In recent research, published in Leisure/Loisir, SSI Research Chair and Sociology Professor Chris Knoester teamed with Dr. Chris Bjork (Vassar College) to study changes in parents’ involvement in youth sports, across the past 60 years. This work built upon their initial inquiry into changes in youth sports participation, across recent decades.
It certainly seems that parents have become more involved in their children’s activities, including their sports pursuits, across generations. Also, sports commitments now seem to demand more time, money, and other forms of support from parents. But, there is a lack of empirical evidence about the extent to which changes have occurred, for whom, and why.
In response, Knoester and Bjork used data from the SSI-funded 2018-19 National Sports and Society Survey, a large national survey of 4,000 U.S. adults, to examine respondents’ reports of the extent to which their parents attended their sporting events, spent time otherwise supporting their youth sports endeavors, and spent money to enable their sports participation, while growing up.

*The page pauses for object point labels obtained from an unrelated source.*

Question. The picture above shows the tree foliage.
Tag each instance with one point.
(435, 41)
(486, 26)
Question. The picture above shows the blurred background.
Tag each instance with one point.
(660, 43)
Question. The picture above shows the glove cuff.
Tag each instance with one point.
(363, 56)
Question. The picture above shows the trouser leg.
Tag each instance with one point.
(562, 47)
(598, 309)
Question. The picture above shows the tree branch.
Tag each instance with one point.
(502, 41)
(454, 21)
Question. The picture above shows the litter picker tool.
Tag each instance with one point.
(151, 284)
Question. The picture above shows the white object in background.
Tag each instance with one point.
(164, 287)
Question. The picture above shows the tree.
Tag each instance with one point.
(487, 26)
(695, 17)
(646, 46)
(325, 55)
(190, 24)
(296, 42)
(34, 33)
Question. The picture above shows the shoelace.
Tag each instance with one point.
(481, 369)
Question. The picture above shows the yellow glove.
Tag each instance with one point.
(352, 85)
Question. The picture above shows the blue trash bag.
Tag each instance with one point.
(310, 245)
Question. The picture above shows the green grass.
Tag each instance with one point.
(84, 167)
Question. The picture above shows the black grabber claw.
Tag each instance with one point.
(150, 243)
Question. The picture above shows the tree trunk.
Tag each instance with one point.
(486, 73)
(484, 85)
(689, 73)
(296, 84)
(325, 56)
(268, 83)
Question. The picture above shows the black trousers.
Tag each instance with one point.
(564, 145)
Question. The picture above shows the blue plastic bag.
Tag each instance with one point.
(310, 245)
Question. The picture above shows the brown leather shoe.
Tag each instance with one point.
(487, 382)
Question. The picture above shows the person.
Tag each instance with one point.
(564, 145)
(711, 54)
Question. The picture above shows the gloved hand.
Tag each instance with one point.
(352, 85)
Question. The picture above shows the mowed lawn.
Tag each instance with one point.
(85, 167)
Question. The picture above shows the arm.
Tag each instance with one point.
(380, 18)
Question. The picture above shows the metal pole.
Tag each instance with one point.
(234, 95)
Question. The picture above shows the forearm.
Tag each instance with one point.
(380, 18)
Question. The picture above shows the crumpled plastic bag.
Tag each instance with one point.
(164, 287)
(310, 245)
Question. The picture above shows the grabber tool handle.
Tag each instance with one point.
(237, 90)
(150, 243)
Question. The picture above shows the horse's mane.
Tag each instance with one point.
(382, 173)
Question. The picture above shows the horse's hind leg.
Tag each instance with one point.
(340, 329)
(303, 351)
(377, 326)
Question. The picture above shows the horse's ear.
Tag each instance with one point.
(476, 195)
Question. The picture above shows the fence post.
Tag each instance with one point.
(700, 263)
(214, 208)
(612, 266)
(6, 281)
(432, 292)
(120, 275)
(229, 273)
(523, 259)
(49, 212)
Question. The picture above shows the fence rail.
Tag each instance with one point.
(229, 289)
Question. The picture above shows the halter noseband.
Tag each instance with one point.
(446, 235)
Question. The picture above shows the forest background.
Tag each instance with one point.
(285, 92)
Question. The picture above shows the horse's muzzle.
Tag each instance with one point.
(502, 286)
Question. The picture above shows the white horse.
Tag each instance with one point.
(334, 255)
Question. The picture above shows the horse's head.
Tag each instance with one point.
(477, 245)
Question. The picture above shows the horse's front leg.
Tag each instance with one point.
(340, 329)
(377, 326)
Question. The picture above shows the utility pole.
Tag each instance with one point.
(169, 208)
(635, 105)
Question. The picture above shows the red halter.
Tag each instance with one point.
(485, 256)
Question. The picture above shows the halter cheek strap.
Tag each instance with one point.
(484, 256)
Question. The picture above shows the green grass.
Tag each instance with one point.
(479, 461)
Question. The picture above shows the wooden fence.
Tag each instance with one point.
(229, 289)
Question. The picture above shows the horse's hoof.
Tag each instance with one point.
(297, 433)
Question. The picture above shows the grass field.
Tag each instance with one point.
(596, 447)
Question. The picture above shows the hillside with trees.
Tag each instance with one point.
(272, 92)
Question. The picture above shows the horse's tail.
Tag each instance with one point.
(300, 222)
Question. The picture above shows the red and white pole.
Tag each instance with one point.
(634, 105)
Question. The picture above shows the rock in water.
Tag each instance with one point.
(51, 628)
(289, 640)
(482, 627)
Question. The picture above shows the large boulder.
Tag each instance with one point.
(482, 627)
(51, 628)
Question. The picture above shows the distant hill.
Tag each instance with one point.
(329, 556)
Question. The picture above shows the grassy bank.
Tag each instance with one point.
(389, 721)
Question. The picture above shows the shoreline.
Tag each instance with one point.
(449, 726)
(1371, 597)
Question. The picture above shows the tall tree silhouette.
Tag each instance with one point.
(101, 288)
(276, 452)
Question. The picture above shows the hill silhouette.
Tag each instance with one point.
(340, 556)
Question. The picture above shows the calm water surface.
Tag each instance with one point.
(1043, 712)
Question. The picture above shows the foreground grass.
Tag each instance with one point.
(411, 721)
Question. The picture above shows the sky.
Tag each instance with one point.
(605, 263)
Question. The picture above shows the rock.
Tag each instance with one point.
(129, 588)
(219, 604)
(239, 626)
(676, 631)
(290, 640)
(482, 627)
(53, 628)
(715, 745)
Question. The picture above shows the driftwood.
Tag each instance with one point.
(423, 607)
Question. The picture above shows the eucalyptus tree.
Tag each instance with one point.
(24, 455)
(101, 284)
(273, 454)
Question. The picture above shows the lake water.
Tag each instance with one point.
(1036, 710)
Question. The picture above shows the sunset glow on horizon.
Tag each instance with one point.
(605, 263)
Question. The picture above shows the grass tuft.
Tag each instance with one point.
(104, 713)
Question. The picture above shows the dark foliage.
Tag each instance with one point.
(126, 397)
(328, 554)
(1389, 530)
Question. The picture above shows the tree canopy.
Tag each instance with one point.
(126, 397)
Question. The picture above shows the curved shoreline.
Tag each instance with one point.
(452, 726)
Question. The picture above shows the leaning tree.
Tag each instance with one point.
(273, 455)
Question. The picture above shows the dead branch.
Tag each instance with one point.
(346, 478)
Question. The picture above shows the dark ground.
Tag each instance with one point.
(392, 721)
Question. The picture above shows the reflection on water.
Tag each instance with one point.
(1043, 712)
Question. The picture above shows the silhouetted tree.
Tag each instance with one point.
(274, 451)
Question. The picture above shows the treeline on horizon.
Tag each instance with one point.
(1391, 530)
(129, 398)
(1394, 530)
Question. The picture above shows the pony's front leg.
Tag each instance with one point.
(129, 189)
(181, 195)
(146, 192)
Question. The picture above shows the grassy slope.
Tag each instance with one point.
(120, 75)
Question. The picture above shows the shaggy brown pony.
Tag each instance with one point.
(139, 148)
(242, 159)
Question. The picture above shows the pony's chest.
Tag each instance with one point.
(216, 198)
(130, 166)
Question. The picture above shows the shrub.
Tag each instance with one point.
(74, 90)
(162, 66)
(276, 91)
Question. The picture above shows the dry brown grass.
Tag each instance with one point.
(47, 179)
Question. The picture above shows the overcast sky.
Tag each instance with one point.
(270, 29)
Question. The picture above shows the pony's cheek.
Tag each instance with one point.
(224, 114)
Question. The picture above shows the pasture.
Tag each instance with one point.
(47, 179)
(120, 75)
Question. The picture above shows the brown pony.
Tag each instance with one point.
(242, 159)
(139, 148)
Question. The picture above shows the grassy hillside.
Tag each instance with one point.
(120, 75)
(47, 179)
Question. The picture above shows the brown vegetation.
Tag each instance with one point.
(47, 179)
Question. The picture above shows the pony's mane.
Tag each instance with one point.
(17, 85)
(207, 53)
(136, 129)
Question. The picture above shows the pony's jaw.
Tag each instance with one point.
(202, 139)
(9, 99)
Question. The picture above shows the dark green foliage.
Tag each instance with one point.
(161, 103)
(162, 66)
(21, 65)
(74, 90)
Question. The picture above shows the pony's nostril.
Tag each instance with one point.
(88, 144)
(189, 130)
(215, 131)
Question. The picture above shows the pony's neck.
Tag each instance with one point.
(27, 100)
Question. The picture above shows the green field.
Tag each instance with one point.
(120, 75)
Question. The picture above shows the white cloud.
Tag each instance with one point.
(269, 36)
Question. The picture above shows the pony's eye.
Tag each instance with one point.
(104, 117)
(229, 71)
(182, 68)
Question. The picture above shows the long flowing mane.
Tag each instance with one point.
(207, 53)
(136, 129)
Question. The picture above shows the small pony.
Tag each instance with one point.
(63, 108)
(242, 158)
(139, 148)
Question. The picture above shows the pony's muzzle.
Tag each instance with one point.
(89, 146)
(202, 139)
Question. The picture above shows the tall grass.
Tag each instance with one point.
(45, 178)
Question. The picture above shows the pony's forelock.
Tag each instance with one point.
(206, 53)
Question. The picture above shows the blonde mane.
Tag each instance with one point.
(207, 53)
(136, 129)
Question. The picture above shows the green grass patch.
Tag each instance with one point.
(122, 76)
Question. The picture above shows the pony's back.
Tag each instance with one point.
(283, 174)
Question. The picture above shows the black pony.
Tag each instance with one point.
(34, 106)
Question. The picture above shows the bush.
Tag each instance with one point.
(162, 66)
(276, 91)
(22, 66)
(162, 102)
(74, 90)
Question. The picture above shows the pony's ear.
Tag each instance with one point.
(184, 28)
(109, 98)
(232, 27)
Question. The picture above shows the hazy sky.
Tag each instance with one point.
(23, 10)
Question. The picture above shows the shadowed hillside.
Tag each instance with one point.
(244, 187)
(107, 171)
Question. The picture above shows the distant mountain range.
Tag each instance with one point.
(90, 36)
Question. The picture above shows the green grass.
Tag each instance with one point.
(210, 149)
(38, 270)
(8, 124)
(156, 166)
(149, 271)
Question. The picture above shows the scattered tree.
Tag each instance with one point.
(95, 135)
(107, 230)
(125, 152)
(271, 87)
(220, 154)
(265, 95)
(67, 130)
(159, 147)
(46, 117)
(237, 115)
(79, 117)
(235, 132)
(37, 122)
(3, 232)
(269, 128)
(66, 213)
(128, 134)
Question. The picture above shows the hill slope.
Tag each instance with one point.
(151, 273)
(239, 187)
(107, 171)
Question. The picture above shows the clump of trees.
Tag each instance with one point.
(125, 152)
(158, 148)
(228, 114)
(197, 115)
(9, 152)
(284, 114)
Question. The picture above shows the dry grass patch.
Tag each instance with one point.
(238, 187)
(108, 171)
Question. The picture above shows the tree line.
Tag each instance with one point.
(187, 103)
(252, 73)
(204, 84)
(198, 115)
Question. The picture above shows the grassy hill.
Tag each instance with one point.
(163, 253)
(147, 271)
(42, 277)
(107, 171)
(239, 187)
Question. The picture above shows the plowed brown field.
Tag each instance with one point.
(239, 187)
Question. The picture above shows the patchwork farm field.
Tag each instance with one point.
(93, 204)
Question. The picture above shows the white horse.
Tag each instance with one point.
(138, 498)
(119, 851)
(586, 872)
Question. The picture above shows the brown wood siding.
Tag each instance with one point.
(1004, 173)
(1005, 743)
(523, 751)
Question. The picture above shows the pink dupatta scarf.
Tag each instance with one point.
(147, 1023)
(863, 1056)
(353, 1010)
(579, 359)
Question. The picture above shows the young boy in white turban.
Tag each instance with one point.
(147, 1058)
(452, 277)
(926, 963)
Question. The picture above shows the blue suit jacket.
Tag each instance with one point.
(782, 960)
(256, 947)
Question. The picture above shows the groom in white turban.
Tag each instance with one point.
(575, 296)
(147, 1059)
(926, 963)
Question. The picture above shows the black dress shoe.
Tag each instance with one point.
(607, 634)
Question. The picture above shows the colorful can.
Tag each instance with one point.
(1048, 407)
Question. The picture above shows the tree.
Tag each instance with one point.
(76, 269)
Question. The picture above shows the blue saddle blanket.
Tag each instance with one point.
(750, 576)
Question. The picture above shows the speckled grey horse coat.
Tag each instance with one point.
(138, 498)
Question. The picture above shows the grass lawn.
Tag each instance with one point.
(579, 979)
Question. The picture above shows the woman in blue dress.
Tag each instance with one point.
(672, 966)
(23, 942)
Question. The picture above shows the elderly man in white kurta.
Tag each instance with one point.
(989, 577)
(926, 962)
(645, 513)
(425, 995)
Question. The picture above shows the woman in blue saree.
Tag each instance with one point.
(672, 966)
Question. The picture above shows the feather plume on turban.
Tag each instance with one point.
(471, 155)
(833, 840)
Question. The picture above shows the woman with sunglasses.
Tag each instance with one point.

Indeed, they found evidence that parents’ attendance at their children’s sporting events, time spent otherwise supporting their children’s sports pursuits, and expenditures increased across generations. Also, socioeconomic differences in parental involvement emerged and became particularly salient among the youngest generations. Moreover, family (e.g., sports fandom, athleticism) and community sport (e.g., community’s passion for sports, provision of affordable recreational sports offerings) cultures appeared to direct parents’ behaviors. Parental involvement was also linked to the durations and levels of their children’s sports involvement, too, of course.
The authors understand their findings as reflecting an increased emphases on sports participation activities, heightened levels of parental involvement and investment by especially more privileged parents and those who are immersed in sport cultures, and the extraordinary levels of sports-related involvement that occur when children are highly committed to sports activities—but relatively modest levels of involvement, otherwise. For example, on average, parents were only estimated to attend their child’s sporting events “once a month,” spend time otherwise supporting their child’s sports pursuits “once a month,” and spend “a little bit” on their child’s sports participation, in a typical year. But, highly committed athletes who were situated in sports-oriented families and communities and came from higher socioeconomic status families had parents who were highly involved in their sports pursuits.
The results also contribute additional evidence that children’s sports participation can be seen by parents, and potentially their children, as a strategized means for obtaining not only health and well-being outcomes, character development, social interactions, and enjoyment – but also social status and social mobility opportunities.